You are viewing a plain text version of this content. The canonical link for it is here.
Posted to users@pdfbox.apache.org by Johan G <jo...@comcast.net> on 2012/12/05 16:08:38 UTC

Re: How to get: isOptimized, hasCompressedStreamObjects, allowsCommenting ?

Hi, am still hoping for help on if PDFBox can determine these attributes. Thanks again ----- Original Message -----
| Hi All,
| How can I determine in Java if a PDF file matches these requirements?
| • The file is optimized for Fast Web Viewing.
| • The file does not contain compressed stream objects.
| • The Document restrictions allow Commenting. // Am using
| ap.canModifyAnnotations()

Re: How to get: isOptimized, hasCompressedStreamObjects, allowsCommenting ?

Posted by Andreas Lehmkuehler <an...@lehmi.de>.
Hi,


Am 11.12.2012 20:14, schrieb Johan G:
> Oops, trying again but with Q's to start my questions just in case. --- Maruan, thank you. Re: a) Fast Web View / Linearization .... you can look up the existence of a linearization parameter dictionary which must exist within the first 1024 bytes of the pdf. Q: Any further help for how to code that would be deeply appreciated. Re: b) Compressed stream objects ... PDFBox does deal with compressed stream objects just fine.. (no indicator is set) if a compressed stream object is encountered. Q: And for this too please, anyone? Can you somehow parse and then set your own flag if you encounter a compressed stream object during that parsing? I have spent time looking for code examples and have also tried some code snippets. But have not yet been able to accomplish either of the above and may be well off onto the wrong track. Thanks again for any consideration.
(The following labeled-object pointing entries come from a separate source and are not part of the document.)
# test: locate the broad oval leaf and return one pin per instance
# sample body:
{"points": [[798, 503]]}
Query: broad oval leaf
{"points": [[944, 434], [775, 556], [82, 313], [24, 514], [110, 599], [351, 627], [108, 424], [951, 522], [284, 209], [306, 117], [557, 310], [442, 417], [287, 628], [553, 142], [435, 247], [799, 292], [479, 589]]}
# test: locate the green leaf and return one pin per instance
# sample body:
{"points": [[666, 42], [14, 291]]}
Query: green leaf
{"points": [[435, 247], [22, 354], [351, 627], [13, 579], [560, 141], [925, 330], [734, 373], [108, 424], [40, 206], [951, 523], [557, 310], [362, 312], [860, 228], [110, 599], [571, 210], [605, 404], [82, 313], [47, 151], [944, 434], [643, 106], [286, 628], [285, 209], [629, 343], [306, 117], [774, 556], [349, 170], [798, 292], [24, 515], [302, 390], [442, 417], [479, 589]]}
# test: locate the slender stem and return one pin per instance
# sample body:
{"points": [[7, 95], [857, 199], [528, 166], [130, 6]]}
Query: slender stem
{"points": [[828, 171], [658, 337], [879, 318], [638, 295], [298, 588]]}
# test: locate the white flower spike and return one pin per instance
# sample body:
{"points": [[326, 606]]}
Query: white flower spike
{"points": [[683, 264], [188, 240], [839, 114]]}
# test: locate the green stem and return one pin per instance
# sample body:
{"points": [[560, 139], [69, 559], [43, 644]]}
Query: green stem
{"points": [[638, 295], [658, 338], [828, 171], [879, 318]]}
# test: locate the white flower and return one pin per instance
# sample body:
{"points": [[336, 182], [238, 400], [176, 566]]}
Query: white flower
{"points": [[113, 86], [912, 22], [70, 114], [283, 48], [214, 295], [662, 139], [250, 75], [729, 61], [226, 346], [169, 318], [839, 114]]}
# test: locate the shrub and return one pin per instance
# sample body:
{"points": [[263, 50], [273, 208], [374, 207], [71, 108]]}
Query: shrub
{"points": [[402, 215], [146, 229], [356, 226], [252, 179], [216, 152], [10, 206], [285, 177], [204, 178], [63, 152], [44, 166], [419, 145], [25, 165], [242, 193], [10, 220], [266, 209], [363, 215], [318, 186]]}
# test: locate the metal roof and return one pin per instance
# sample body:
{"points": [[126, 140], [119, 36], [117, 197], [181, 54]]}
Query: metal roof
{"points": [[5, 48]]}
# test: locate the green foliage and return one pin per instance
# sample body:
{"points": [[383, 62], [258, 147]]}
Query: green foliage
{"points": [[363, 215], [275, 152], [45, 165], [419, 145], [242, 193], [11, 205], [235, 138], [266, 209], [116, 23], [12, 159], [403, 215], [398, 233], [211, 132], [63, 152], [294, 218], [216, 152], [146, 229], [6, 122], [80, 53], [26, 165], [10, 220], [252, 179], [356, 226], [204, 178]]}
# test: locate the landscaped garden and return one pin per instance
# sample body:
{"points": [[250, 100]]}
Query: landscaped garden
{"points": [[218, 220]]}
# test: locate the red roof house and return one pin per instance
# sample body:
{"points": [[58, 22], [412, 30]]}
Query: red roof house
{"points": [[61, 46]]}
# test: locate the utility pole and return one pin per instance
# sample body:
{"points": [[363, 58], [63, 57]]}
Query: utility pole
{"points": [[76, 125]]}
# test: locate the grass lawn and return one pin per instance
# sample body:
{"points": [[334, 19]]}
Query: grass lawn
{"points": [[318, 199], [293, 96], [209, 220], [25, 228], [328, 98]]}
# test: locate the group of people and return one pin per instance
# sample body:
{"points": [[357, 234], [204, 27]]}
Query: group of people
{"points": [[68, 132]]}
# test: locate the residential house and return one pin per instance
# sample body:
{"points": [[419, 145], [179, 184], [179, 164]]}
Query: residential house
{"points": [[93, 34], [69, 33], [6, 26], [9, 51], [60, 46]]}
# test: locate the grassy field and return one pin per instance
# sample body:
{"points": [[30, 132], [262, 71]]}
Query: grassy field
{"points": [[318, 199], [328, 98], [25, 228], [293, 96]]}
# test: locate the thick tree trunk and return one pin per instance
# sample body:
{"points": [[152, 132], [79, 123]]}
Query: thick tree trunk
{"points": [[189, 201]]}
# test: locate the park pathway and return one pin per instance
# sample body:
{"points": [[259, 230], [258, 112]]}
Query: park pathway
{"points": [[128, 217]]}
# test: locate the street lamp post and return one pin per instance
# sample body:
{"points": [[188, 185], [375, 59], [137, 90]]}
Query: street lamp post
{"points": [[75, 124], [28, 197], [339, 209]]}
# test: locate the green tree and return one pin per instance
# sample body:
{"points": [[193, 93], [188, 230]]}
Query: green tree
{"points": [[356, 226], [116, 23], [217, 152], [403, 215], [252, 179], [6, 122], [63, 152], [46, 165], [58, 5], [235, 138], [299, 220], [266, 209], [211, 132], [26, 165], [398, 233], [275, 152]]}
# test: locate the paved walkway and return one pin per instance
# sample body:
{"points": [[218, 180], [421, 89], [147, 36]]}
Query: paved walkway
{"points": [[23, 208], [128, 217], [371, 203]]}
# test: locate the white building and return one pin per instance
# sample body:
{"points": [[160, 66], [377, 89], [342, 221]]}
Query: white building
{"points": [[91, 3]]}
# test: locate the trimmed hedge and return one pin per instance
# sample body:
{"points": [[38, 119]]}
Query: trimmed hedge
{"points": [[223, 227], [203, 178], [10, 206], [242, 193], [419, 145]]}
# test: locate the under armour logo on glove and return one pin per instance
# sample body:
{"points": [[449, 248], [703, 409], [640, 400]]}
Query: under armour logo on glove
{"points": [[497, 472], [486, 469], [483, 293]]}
Johan in Seattle ----- Original Message -----
> | From: "Andreas Lehmkuehler"
> | Hi,
> | your reply was hard to read as any formating was missing ...

Your reply still doesn't contain any line breaks ...hard to read

Here is my former answer:

For every compressed stream one or more filters (FlateFilter, DCTFilter ec.) are 
defined, see [1]. [2] demonstrates how to remove all filters.

BR
Andreas Lehmkühler

[1] 
http://svn.apache.org/repos/asf/pdfbox/trunk/pdfbox/src/main/java/org/apache/pdfbox/pdmodel/common/PDStream.java
[2] 
http://svn.apache.org/repos/asf/pdfbox/trunk/pdfbox/src/main/java/org/apache/pdfbox/WriteDecodedDoc.java 


Re: How to get: isOptimized, hasCompressedStreamObjects, allowsCommenting ?

Posted by Johan G <jo...@comcast.net>.
Oops, trying again but with Q's to start my questions just in case. --- Maruan, thank you. Re: a) Fast Web View / Linearization .... you can look up the existence of a linearization parameter dictionary which must exist within the first 1024 bytes of the pdf. Q: Any further help for how to code that would be deeply appreciated. Re: b) Compressed stream objects ... PDFBox does deal with compressed stream objects just fine.. (no indicator is set) if a compressed stream object is encountered. Q: And for this too please, anyone? Can you somehow parse and then set your own flag if you encounter a compressed stream object during that parsing? I have spent time looking for code examples and have also tried some code snippets. But have not yet been able to accomplish either of the above and may be well off onto the wrong track. Thanks again for any consideration. Johan in Seattle ----- Original Message -----
| From: "Andreas Lehmkuehler"
| Hi,
| your reply was hard to read as any formating was missing ...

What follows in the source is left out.